By Mike Dunphy
Few places have embraced the craft beer revolution more than Vermont. In fact, the Green Mountain State claims the most breweries per capita in the U.S. Dubbed the “Napa Valley of beer,” Vermont now welcomes caravans of beer lovers from around the country – and world – and it’s no uncommon sight to see lines of pilgrims idling outside shops in hopes of securing coveted cans of brews such as Heady Topper, Sip of Sunshine, and Edward before they run out. Happily, Virtuoso’s three hotels in Vermont – The Pitcher Inn, Stowe Mountain Lodge, and Twin Farms – are located close to the sources, starting with these five breweries and taprooms of world renown.

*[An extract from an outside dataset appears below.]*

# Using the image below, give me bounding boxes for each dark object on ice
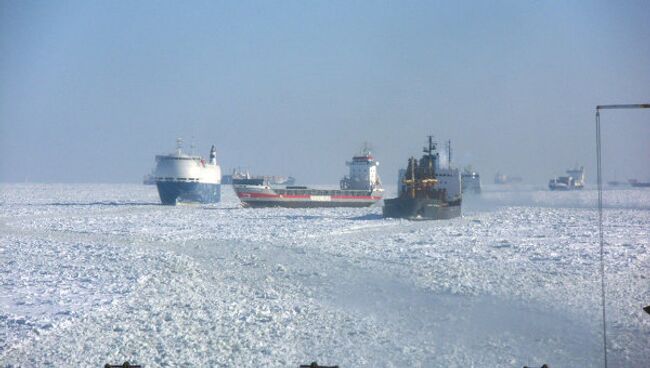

Lawson’s Finest Liquids | Waitsfield
One of the most revered brewers in the state, Sean Lawson found huge fame with Sip of Sunshine, a lupulin-laden IPA that both appears and tastes like its name. This past October, he put a permanent stamp on his Mad River Valley home with the opening of a brewery, tap room, and retail store. The success of Lawson’s Finest is largely thanks to Sip of Sunshine, a lupulin-laden IPA that both appears and tastes like its name. Drawing water from a mountain aquifer, the brewery produces a host of delicious beers, including Fayston Maple Imperial Stout, Double Sunshine, Triple Sunshine, Knockout Blonde ale, and Maple Nipple amber. The timber-framed, grand hall of a taproom promotes a cozy communal atmosphere with wrap-around windows, picnic benches down its center, and a huge stone fireplace – the perfect spot to kick back during the fall and winter months.
Foam Brewers | Burlington
Some of Vermont’s most experimental brews are poured on the shore of Lake Champlain in Burlington’s Waterfront Park. One of the “it” breweries nowadays, Foam rose to fame with double IPAs, farmhouse saisons, fruited sour ales, and dynamic lagers, often named after ’90s bands or classic films. The bar also distributes drafts from cofounder and brewmaster Todd Haire’s side project, the House of Fermentology, which specializes in “wild ales,” fermented and aged in oak barrels with additions such as roasted oranges, elderberries, chamomile, and the like. Note that you can only buy Foam’s beers on site at its curvaceous, industrial-chic bar designed by Russ Bennett, who also creates visuals for Phish and the Bonnaroo Festival.
Alchemist Brewery & Visitors Center | Stowe
In what might be the purest example of a silver lining, the Alchemist switched to canning after its namesake restaurant with beer on tap was flooded and destroyed in 2011. Soon after, owners John and Jennifer Kimmich cranked up production of their Heady Topper, which blew open Vermont’s beer scene and established the double IPA as the state’s flagship style. Perhaps it’s the unique English yeast strain (Conan) that they use, or the can’s layer of CO2, which sits above the liquid and preserves the carbonation, that makes drinking it so enjoyable, but massive success quickly followed. The result is a shiny new brewery and visitors center in Stowe, which opened in 2016, and welcomes a steady stream of fans for tasting, retail sales, and peeks onto the production floor.
Long Trail Brewing Co. | Bridgewater Corners
Born in the first wave of craft breweries in the late ’80s and early ’90s, Long Trail remains one of Vermont’s most respected, with its flagship Long Trail Ale, a German altbier, established as an unofficial yardstick for state brewers, and its Hibernator that keeps locals warm and cozy during the winter. Up with the trends, Long Trail has also released a line of double IPAs, sour ales, goses, and stouts – the last aged in Kentucky bourbon barrels. The pub and restaurant, inspired by the Hofbräuhaus in Munich, Germany, sits so close to the Ottauquechee River that visitors can (season permitting) dip their toes in the water while enjoying the beer and go with the flow.
Hill Farmstead Brewery | Greensboro
Tiny Greensboro (population 710) carries one of the biggest reputations for beer, thanks to Hill Farmstead, rated the best brewery in the world four years running by RateBeer, a leading beer review website. The kudos go to brewer Shaun Hill’s seemingly magic touch, which transforms each pale ale, IPA, double IPA, stout/porter, pilsner, and saison he produces into liquid silk on the palate. His practice of naming almost every brew after a family member has made international celebrities of relatives Mary, Edward, Susan, Arthur, Ephraim, and Harlan. At the brewery, sample several in the tap room while nibbling on cheese and olive plates or fill 25- and 68-ounce growlers to go.